I’m 48, soon to be 49, and last year I went six months without getting my period. I thought to myself, this is it! No more dealing with PMS bloat, or cramps or worrying about having to change myself like a baby every few hours during that time of the month. As weeks, then months went by without so much as spotting I was sure this was it—menopause. Since the average age of menopause is 50, it would have been a little early, but considering that I had an ovary removed due to endometriosis a few years ago, it totally made sense that I could be experiencing it a little earlier than most.

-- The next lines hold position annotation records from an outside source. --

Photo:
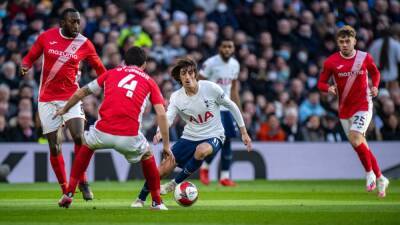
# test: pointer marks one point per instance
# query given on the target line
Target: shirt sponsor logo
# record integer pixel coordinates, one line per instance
(351, 73)
(61, 53)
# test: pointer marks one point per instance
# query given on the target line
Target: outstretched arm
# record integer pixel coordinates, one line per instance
(323, 82)
(79, 95)
(225, 101)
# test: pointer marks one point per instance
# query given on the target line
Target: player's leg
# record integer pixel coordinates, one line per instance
(75, 120)
(165, 168)
(203, 149)
(51, 131)
(92, 141)
(57, 159)
(226, 151)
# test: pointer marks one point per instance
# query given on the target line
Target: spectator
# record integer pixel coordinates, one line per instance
(313, 130)
(24, 129)
(271, 130)
(386, 54)
(311, 106)
(391, 130)
(291, 126)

With no menstruation to deal with, I was very happy with the way things were going. It was nice to not have to worry if I was leaking through my jeans (haven’t we all sported the sweatshirt-tied-around-your-waist look?) and to not have to count dates on the calendar to see “when it was coming.” For decades, my period was an impending disaster on the horizon, and I had to arm myself with the necessary products, a combination of tampons in various absorbencies from “lite” to “regular” to “giant torpedo of cotton inside your vagina” sizes. Now without this nuisance I began to plot the Caribbean trip I would take with all of the money I’d be saving on Tampax Pearl. There I would be, carefree on vacation with no worries of a white string peeking out to ruin my poolside style. I would get an extra shot of rum in my pina colada with all the cash I’d no longer be giving to Always.
And yet…something inside me felt a little weird about the idea that I’d no longer be fertile. I have two kids—11-year-old boy/girl twins—and there is no part of me that wants more children. Our family of four is complete, a decision that was made not long after they were born when my husband got a vasectomy. Objectively I knew that I could be “no longer of childbearing age” and still be a sexy, vibrant, viable woman. So many of my female idols are over 50—from Rachel Weisz and Lisa Edelstein to Emma Thompson and the AbFab ladies. All of the Spice Girls are my age, and there’s no way they would ever lose their spice. Although I knew this, the truth is that part of me couldn’t shake the image of my anatomy as something withered up and old, no longer able to perform its purpose.
Then just as I was beginning to feel wistful for those pads with wings, my period came back with a vengeance. There I was, just like old times, curled up in a ball on the couch, holding a heating pad over my uterus and praying to God to bring me relief, or at least some dark chocolate Bark Thins.